# Park Stands: PCS-9 or PCS-10



## bank5 (May 7, 2008)

I'm planning to get a bike repair stand and will probably go with one of these. Does anyone know the benefits of the PCS-10 over the PCS-9? Is it more stable?

Also, how much space do the stands take up when they are disassembled? I'm moving in a couple of months and have a very limited amount of space in my car so I might need to wait before pulling the trigger.


----------



## SlowJoeCrow (Mar 16, 2009)

I have an older PCS-10 and from what I can tell the the PCS-10 has a more sophisticated top/clamp assemble but stability would be similar. I don't break my stand down often but size is comparable to a folded EZ-Up or playpen.


----------



## CLMcLovin (Sep 27, 2011)

Just an fyi...Jenson has these stands on sale until Saturday. I just ordered the PCS-4 just because I like the heavy duty clamping system. It's going to be a nice upgrade from the cheesy ebay stand I currently have.


----------



## GotoDengo (Aug 6, 2010)

(EDIT - Brain freeze. I have the PCS-10, not the PCS-9. The PCS-10 is the one with the quick-clamp. I had looked at the PCS-9, but it had the slower twist-lock, not the quick-clamp. Other than the clamp, they are pretty similar.)

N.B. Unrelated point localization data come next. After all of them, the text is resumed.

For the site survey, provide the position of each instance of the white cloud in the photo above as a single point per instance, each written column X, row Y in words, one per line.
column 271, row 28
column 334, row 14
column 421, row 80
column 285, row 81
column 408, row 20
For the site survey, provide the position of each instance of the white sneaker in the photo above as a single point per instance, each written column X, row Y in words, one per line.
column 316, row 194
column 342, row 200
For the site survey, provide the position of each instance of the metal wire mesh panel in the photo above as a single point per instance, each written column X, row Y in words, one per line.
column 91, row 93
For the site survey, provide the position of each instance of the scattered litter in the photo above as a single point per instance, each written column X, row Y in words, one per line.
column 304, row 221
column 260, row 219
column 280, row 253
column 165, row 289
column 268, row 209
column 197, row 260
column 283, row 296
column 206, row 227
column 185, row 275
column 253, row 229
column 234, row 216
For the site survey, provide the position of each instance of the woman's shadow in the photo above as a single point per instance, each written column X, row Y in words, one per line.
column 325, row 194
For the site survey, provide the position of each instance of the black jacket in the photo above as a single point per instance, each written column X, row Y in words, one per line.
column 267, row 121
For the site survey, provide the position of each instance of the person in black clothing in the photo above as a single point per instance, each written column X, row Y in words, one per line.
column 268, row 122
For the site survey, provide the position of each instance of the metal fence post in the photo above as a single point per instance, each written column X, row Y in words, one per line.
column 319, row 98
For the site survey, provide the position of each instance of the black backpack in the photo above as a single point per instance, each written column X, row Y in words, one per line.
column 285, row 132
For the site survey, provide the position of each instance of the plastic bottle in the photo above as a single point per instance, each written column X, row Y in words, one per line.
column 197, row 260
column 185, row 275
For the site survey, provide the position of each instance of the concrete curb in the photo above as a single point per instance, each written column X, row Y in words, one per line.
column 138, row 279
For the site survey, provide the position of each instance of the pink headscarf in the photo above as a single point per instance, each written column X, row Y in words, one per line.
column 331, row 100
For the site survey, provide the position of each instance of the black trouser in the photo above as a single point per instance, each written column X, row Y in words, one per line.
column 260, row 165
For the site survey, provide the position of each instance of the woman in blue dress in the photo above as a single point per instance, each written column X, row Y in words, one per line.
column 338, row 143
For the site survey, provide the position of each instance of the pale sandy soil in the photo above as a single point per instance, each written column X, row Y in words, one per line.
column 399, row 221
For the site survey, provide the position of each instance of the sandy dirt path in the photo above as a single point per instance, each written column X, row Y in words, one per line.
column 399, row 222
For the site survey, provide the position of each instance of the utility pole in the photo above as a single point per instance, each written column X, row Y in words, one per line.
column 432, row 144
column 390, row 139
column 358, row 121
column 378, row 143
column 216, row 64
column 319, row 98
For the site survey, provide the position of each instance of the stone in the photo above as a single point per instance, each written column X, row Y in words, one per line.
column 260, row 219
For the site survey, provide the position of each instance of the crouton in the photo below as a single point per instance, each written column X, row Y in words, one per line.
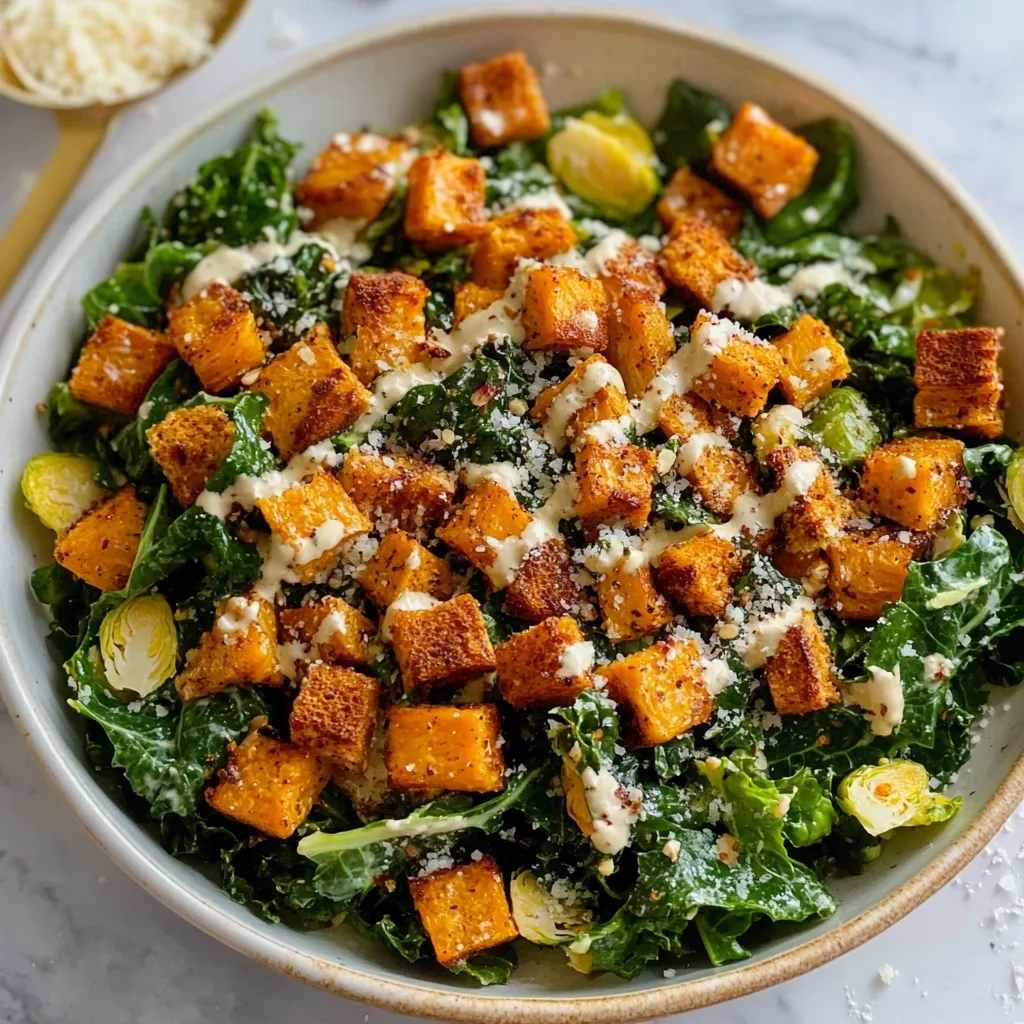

Amazon has the PCS-9s for $95. Been using mine about 8 months. For the average home mechanic, I think the PCS-9 is perfect. I was worried about the stability of the 2-post base, but it's fine. I can put my 28lb BLT on sideways, upside down... it's perfectly stable. I'm not sure what the other Park Tool clamps have on the PCS-9's... it's heavy, solid, well-built. Push the clamp down, and a half-turn tightens it up firm. 

I'd love to have the Feedback Pro Elite for the storage. Storage is one of the PCS-9's weaknesses, IMO. Its legs flip *down*, so it takes up like 6"+ of vertical space. The little slots that are supposed to hold the legs down for stowing are cheap plastic, too, so I have to put a velcro strap around them or else they easily slip out. I can't be bothered to take the clamp off when I put it away, either, but if pressed for space you'll need to or its even more awkward to store. But for the price difference it didn't seem worth it to go with the Feedback. 

I'd recommend picking up the park tool work tray that snaps in, too. -- very handy.

.


----------



## Tiny_MN (Nov 5, 2011)

I have an older PCS-1 and will need to get a second due to clamp changes and not being able to replace the head. Whatever you go with, get the heavier duty one. My PCS-1 is big and heavy for a home stand. But, definitely worth it as I've stored my old LeTour on it over the winter months without an issue


----------